S’il est raisonnable de penser que cela entraînera nécessairement des reports voire des annulations de processus d’acquisition et de cession, il serait cependant faux de penser qu’il y aura disparition ou raréfaction drastique de toute opération de M&A dans les prochains mois. Au contraire, il est très probable - et cela se constate déjà - que de nouvelles formes d’opérations vont apparaître. Ce ne sont évidemment plus des opérations de M&A classique qui se poursuivront, mais des opérations de M&A redessinées par la crise et guidées par les opportunités que celle-ci met au jour : les opérations dites de temps de crise et notamment de distressed M&A.
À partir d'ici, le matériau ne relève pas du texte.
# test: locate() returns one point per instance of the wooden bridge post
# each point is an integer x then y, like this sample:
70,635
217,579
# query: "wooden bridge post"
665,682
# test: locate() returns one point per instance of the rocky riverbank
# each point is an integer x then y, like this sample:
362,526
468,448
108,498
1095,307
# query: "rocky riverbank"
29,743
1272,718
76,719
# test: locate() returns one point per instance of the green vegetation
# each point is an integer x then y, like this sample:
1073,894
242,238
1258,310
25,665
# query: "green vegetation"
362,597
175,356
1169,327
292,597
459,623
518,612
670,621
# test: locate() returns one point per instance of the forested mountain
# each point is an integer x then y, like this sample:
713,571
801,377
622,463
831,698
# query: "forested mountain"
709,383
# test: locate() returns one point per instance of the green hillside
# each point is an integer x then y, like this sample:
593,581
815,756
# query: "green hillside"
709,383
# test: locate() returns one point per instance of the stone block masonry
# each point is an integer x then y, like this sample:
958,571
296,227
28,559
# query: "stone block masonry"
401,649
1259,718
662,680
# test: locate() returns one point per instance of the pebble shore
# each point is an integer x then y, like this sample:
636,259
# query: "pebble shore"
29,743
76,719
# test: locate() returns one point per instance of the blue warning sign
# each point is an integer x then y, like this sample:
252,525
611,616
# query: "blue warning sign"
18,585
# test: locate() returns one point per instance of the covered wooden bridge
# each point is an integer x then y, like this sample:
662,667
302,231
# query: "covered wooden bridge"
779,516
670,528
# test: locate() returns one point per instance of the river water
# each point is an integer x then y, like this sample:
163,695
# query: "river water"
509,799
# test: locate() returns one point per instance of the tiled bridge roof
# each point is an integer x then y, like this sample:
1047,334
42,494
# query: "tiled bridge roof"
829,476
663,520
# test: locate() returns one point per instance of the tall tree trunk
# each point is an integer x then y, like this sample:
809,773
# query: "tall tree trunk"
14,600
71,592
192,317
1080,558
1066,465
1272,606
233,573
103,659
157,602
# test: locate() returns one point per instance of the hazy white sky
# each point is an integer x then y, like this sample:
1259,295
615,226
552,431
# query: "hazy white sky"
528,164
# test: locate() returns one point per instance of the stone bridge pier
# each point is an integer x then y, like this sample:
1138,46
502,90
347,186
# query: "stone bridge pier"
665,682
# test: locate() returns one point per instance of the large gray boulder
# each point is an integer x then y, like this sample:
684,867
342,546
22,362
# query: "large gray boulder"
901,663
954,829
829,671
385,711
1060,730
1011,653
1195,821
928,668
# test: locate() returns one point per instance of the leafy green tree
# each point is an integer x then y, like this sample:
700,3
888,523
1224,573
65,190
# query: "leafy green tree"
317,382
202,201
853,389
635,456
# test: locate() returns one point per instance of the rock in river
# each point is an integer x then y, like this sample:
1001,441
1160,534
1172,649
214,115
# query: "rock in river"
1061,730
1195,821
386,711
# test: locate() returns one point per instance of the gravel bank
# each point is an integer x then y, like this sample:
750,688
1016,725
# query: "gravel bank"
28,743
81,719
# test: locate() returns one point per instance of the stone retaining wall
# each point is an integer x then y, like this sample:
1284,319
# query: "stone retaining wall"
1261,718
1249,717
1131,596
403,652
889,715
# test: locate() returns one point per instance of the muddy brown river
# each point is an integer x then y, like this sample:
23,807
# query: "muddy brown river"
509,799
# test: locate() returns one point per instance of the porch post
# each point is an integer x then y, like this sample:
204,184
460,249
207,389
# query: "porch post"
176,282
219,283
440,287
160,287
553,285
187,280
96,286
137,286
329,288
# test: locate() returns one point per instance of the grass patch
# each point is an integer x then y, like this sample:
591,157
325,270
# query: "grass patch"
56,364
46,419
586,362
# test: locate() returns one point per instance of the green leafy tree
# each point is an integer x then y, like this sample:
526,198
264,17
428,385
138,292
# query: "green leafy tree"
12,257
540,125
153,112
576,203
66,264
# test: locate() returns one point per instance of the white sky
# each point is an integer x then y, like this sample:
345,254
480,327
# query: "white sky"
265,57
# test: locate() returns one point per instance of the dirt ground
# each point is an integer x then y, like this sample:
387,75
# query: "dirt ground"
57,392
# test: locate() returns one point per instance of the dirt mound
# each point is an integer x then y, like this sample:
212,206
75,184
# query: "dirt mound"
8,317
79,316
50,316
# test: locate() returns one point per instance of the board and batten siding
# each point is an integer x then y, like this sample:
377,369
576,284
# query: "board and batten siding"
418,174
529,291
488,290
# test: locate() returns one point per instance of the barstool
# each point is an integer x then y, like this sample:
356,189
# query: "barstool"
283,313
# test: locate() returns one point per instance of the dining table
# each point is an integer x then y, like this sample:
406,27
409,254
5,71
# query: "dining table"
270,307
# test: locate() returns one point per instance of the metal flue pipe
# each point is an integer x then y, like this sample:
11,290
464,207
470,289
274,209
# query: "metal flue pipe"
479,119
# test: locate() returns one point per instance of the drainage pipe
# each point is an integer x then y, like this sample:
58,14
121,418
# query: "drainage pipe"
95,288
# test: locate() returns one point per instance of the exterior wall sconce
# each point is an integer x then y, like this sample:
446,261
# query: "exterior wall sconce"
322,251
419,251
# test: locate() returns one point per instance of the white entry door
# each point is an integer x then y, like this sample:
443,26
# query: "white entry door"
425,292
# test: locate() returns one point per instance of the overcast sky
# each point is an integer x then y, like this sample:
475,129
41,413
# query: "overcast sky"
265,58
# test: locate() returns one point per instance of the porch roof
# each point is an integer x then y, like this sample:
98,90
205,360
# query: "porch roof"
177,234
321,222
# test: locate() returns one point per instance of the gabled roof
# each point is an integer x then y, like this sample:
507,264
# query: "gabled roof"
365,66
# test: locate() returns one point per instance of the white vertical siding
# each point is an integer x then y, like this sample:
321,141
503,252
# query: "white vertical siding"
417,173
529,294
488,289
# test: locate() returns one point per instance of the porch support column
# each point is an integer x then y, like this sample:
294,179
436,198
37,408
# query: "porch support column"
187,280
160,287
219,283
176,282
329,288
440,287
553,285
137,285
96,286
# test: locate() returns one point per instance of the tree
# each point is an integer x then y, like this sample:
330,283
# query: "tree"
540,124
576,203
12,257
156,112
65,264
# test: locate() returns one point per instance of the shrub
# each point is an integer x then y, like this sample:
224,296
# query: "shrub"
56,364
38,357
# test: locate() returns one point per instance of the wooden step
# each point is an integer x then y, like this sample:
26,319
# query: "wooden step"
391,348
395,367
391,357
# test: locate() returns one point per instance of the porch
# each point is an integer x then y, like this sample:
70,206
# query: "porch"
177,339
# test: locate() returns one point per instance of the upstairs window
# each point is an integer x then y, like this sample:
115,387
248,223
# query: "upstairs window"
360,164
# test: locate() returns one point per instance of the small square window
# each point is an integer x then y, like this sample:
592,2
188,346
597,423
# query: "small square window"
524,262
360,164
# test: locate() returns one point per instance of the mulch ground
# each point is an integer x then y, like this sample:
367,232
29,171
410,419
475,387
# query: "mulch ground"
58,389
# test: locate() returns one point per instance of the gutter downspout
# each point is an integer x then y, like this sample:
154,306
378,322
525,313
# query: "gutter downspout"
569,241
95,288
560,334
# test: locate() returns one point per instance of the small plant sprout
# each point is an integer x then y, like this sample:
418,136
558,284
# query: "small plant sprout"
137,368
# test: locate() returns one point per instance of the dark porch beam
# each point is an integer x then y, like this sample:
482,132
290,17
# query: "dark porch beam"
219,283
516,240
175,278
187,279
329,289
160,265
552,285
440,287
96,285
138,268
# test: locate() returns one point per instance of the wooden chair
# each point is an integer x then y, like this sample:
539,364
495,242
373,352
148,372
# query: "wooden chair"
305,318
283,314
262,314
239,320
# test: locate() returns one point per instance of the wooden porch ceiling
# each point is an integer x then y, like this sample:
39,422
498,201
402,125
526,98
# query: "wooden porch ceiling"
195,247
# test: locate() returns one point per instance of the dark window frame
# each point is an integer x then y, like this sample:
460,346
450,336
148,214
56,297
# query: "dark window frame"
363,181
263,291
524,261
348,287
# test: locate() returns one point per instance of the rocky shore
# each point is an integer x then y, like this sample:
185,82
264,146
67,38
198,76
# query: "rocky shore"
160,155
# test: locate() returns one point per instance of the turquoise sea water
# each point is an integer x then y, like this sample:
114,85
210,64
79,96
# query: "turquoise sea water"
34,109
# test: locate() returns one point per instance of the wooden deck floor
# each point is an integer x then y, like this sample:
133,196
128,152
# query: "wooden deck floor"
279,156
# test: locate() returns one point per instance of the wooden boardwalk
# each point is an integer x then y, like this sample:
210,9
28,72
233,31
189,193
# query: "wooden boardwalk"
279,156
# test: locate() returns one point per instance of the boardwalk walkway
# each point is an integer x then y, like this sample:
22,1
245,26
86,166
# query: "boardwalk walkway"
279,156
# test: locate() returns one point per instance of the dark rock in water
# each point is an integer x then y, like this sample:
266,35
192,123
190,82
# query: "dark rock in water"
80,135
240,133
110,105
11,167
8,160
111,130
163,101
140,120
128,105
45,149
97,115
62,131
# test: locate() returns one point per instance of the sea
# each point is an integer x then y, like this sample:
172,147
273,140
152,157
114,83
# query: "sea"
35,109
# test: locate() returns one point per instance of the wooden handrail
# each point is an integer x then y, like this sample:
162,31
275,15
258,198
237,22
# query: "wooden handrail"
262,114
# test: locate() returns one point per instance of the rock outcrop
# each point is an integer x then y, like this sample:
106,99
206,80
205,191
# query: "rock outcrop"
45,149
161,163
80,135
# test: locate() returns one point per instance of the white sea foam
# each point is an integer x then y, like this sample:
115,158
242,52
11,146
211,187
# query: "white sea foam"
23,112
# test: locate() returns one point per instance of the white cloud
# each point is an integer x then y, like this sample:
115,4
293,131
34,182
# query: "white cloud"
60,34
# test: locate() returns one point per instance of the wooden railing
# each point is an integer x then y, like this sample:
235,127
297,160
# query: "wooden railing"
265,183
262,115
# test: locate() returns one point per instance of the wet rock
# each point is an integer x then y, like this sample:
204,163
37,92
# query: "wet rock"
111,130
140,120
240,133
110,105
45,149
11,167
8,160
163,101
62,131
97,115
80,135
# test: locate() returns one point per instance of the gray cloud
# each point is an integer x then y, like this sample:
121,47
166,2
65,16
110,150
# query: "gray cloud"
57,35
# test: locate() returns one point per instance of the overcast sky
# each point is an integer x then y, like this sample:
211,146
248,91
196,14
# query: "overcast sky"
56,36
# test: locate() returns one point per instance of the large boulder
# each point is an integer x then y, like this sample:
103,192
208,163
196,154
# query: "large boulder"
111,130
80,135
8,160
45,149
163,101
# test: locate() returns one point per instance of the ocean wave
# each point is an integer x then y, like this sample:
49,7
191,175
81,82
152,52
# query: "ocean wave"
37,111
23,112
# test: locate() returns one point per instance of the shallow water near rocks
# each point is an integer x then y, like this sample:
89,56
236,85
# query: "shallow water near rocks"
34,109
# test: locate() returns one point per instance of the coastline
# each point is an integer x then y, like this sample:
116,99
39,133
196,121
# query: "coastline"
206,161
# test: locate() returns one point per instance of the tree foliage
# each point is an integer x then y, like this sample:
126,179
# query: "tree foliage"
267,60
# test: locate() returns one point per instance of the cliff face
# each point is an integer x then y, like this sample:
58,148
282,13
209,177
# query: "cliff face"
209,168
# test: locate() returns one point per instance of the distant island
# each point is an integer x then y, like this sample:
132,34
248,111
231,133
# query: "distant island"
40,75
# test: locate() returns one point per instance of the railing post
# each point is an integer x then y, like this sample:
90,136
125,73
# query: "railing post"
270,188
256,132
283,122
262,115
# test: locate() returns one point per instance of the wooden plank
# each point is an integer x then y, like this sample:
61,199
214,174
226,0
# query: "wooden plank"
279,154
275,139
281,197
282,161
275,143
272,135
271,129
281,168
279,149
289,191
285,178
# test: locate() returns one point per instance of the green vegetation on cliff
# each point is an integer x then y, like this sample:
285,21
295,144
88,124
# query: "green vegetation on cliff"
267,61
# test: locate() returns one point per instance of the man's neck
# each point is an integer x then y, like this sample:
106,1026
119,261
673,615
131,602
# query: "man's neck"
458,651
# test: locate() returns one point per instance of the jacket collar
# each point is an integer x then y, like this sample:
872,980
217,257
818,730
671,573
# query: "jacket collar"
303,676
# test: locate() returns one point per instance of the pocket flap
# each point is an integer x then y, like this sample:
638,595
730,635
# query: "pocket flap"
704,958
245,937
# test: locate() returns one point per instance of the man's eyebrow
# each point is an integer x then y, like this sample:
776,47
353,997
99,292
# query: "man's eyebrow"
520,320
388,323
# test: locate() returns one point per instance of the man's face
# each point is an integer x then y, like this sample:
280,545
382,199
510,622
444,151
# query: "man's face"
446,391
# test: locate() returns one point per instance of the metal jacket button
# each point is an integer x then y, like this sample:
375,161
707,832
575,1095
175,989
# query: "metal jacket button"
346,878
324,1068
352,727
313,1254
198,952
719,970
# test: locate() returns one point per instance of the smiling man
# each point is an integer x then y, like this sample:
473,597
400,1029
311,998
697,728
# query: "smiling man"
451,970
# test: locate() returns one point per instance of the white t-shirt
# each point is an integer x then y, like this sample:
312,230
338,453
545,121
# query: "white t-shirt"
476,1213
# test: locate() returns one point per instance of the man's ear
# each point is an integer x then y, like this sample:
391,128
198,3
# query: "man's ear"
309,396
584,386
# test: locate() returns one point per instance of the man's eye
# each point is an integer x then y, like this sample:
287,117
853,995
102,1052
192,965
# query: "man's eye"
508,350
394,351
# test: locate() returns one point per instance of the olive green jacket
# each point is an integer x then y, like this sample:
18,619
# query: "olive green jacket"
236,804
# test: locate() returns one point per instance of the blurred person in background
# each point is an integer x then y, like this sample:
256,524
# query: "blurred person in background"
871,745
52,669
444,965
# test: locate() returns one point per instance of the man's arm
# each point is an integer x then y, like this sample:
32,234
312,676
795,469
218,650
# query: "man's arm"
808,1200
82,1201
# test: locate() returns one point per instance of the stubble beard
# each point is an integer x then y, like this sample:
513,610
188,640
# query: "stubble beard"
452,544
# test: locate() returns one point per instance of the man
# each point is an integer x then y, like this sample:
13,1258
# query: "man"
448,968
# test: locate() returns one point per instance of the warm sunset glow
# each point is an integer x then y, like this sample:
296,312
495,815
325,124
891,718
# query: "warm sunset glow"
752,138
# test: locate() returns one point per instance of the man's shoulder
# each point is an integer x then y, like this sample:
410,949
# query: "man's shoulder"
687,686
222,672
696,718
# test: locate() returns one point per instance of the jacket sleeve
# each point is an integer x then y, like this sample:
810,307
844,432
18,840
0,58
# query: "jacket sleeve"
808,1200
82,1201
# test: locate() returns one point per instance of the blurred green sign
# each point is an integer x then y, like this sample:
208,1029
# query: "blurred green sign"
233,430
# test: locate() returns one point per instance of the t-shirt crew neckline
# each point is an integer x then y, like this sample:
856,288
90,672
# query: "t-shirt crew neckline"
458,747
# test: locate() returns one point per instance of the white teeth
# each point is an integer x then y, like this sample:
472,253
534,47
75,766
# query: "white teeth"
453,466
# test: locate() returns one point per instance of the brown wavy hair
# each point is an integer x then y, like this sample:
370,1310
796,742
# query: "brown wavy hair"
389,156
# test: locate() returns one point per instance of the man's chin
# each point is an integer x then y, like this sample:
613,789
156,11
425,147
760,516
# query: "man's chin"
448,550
Ainsi, les nouveaux besoins de financement des entreprises liés au contexte actuel vont, en complément des modalités de refinancement bancaire, certainement donner rapidement lieu à une série d’opérations capitalistiques, particulièrement celles conduisant à faire entrer ou accroître leur participation au capital de ces entreprises des’ investisseurs, minoritaires ou majoritaires. Le cas échéant, l’entrée au capital ou l’augmentation de la participation d’actionnaires existants, pourront prendre la forme d’actions de préférence donnant droit à un dividende majoré. L’introduction de ces nouveaux actionnaires ou l’accroissement de l’importance d’actionnaires existants implique fréquemment une renégociation des pactes d’actionnaires existants et une adaptation de la gouvernance.
Ensuite, au-delà de la réponse aux besoins financiers immédiats engendrés par la crise, la nécessité de s’adapter au plus vite à la situation actuelle et de préparer le « jour d’après » (notamment en accélérant la recherche d’économies d’échelle et de synergies) devrait conduire de nombreux groupes français et internationaux à mener, dans des délais courts, des rapprochements stratégiques et des opérations de cession ou d’acquisition. Ces groupes pourront d’ailleurs également compter sur l’appétit de certains fonds d’investissement, qui disposent encore de réserves très importantes de fonds propres à investir, du moins dès que la visibilité de l’impact de cette crise sera plus claire. Ces opérations pourront s’accompagner de réorganisations préalables - fusions domestiques ou transfrontalières notamment - afin de reconfigurer les activités devant être cédées à des fins stratégiques (opérations dites de détourage ou de carve out). Si ces opérations devront sans doute être menées à des valorisations bien moindres et à des conditions juridiques bien moins favorables aux cédants que celles qui prévalaient avant la crise, elles vont sans doute également remettre sur le devant de la scène des mécaniques d’earn-out.
Il est également clair que le nombre d’opérations dites de distressed M&A (où la cible, voire également le cédant, sont en difficulté financière) va augmenter considérablement. Dans ces opérations, encore plus que dans les autres opérations de M&A, il est primordial d’appréhender correctement la totalité des enjeux juridiques de responsabilité pour le cédant et le cessionnaire et de prendre les précautions nécessaires sur le plan juridique. En outre, ces opérations sont souvent conclues à un prix symbolique d’1€, voire à un prix dit « négatif » (le cédant, quand il le peut, prenant des engagements spécifiques de recapitalisation préalable de la cible), qui nécessitent là aussi une attention accrue quant aux mécanismes juridiques à mettre en œuvre.
Il apparaît ainsi probable que le marché du M&A, s’il connaîtra certainement dans l’immédiat un ralentissement lié à cette crise, pourra sans doute ensuite (et espérons-le rapidement) se nourrir d’opérations engendrées par cette même crise. Dans ce contexte de crise, il sera encore plus important de porter attention aux mécanismes juridiques de cession et aux outils récents (comme la fiducie) permettant de sécuriser l’exécution d’engagements financiers ou non (dépollution de site, etc.).